Secondly, of course, robust protective means must be applied to block malware, deflect phishing attempts, and nullify zero-day exploits. Restricted access to web resources from the corporate network and monitored traffic are needed, too. It is also necessary to install clients using the same security solution that the company uses on all mobile devices in the corporate network.

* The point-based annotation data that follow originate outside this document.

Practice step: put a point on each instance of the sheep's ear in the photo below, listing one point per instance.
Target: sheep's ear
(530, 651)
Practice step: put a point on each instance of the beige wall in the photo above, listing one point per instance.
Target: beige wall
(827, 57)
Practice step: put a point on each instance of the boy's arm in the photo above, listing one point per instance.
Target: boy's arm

But beyond that, employees must be taught the basics of IT security. If a third of the workday is spent on unclear purposes then why not reserve one hour a week for training of this kind? With the increasing complexity of systems, such training is becoming as urgent as establishing a security policy within the company.
Meanwhile, according to the study of global corporate risks in the IT sector by B2B International and Kaspersky Lab, only 52% of respondents stated that employees in their companies are serious about IT security rules and abide by them. 32% of respondents agreed that the personnel neglects compliance with the rules, while 38% admitted that their company employees do not understand the reason for such a policy.
This is the fog of misunderstanding that has to dispel. Some progress has been made already: 60% of respondents said their company employees regularly receive newsletters with descriptions of actual threats, and 58% of the surveyed companies have specialized personnel training programs.
If company employees get in the habit of safe IT practices at work, there is reason to believe that in the end, they will try to ensure an appropriate level of protection at home, too.